Hay que repetirlo tantas veces como sea necesario: cada asesinato, cada agresión sobre la piel de un ser humano es incompatible con los valores de una moral y una ética occidental.
Es un principio sencillo que penetró sutil y sólidamente en lo profundo de nuestra cultura a través de la doctrina y la práctica cristiana pero que se ha debilitado hasta el punto en que –terrible absurdo- un personaje puede decir sin pudor y en cadena nacional que el remedio a los actos de los antisociales es la mutilación de sus cuerpos.
Pero incluso, fuera del cristianismo, el principio ético de obrar a favor del bienestar del prójimo ha sido tema central de muchas iniciativas globales; y es quizá una de las búsquedas más nobles de la humanidad; sin embargo, México da cátedra inversa de este orden. Los múltiples crímenes que se realizan a lo largo y ancho del país (así como la brutalidad de sus actos) obligan a replantear no sólo la estrategia de seguridad o las acciones contra el crimen y la violencia.
Se requiere comprender qué valores éticos y morales subsisten en el tejido social y saber si estos orientan la acción a favor del bien común o son reacciones defensivas del bienestar egoísta.
Es preciso un diálogo cultural amplio y honesto, que desnude el estado de salud en la moral del mexicano; que exhiba las razones por las que no escandaliza lo suficiente que estudiantes desaparezcan, que jóvenes sean disueltos en ácido, que miles de mujeres sean asesinadas sólo por ser mujeres; pero sobre todo, que inmigrantes, políticos, académicos, sacerdotes o periodistas sean ultimados por representar esas estructuras intermedias que construyen puentes entre la miseria y la opulencia, entre la ignorancia sistémica y el monopolio cultural, entre las formas de esclavitud modernas y la plena libertad productiva, entre la identidad de pertenencia y el nihilismo nómada.
Decía el misionero franciscano Toribio de Benavente (uno de los primeros doce evangelizadores de México) que en los restos de la conquista espiritual del siglo XVI, los indígenas conservaban alguno que otro ídolo pero “podrido o tan olvidado o tan secreto que los tienen por piedras o por maderos […] tan olvidados como si cien años hubieran pasado”.
Aquella fue una colisión cultural que –bien que mal- fue sembrando valores cristianos en la sociedad mestiza que se forjaba; pero tras 500 años de aquel encuentro, las palabras del que se hizo llamar Motolinía (el que se aflige, en náhuatl) no habían sido tan proféticas: hoy, en México, el segundo principio más importante del cristianismo (“Ama a tu prójimo como a ti mismo”), es un mandamiento que se parece a los ídolos que el fraile contempló: podrido, olvidado.

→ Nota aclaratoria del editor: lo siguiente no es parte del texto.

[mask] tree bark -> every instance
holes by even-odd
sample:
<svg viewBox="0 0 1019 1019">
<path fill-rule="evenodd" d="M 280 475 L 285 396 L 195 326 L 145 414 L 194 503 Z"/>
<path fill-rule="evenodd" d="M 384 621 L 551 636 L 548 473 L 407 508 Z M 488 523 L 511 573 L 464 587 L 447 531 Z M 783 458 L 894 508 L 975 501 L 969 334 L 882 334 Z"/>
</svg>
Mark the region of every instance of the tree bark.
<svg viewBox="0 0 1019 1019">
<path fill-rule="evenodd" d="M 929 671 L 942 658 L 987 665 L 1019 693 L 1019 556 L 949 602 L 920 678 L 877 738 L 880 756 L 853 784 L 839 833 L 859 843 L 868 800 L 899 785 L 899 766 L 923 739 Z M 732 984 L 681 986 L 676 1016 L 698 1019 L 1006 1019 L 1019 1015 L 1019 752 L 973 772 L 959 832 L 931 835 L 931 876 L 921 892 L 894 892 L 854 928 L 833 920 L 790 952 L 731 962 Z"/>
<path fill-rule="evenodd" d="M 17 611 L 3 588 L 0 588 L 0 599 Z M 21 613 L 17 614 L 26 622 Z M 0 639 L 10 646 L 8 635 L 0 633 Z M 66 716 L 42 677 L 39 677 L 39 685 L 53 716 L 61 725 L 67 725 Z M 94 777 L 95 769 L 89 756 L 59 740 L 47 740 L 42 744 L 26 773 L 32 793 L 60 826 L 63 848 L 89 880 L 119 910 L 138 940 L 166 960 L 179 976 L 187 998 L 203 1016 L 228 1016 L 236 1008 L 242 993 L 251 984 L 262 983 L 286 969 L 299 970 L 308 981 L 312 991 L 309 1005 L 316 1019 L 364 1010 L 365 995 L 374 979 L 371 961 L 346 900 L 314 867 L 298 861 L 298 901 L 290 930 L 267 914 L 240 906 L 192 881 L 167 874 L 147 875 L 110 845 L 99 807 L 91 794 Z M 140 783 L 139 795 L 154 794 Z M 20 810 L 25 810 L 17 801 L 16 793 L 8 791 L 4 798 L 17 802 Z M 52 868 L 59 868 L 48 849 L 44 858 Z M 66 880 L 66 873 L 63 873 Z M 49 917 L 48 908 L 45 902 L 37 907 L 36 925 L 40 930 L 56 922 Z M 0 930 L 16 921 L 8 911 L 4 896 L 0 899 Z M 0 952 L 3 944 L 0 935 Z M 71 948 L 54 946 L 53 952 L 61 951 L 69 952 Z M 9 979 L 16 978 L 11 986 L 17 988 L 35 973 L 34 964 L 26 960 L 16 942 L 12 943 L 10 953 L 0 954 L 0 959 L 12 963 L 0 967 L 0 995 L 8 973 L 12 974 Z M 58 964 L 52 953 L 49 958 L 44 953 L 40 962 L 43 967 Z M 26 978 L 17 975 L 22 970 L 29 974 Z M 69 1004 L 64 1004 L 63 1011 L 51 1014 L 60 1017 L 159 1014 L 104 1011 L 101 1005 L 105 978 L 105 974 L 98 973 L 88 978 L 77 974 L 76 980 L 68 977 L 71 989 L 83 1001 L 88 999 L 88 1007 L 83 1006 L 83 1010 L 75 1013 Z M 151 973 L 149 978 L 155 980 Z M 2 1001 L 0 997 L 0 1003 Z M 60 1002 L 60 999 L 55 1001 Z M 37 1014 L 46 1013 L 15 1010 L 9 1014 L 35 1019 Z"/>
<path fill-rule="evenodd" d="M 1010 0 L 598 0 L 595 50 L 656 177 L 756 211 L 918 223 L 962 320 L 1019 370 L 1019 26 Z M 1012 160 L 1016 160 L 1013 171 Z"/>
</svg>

La última semana ha sido inasimilable, la violencia sigue mostrándose como un absoluto cultural y pragmático, como un personaje omnipresente en cada evento de la vida del país. Las constantes y bestiales crónicas de crímenes en México parecen tener correspondencia con el discurso con el cual el Padre Ferreira (el sacerdote apóstata de la novela ‘Silencio’ de Shisaku Endo) explica la ineficacia de todas sus estrategias de enseñanza evangélica en el Japón del siglo XVII: “El retoño que traje, rápidamente se descompuso hasta sus raíces en este pantano”.
El que la propuesta salvaje de amputar la mano al ladrón tenga más aceptación popular que la del diálogo abierto por la paz posible es la muestra irrefutable de nuestro pantano, es evidencia del estado de corrupción en el que se encuentra el valor de la dignidad de la vida humana en nuestro país. Y, en ese escenario, ¿en verdad enviaremos a más militares y policías a ese pantano putrefacto creyendo que allí instaurarán valores (estado de derecho, legalidad, orden social) que no se viven en conciencia ni queremos adoptar del todo? ¿Seguiremos erigiéndonos inmaculados en falsas peanas de mármol para condenar al prójimo por sus errores sin aceptar el lodo en nuestros bolsillos? ¿No habrá sido quizá esa actitud la que nos ha llevado a este punto tan dramático en primer lugar?
El diálogo por la paz no sólo es posible, es necesario para una nación que contempla el naufragio de la sociedad intermedia junto a sus valores de convivencia y crecimiento. Sólo así habrá tierra fértil para la ética común; para que las víctimas, aun las que han sido enterradas, sean semilla de un escenario mejor.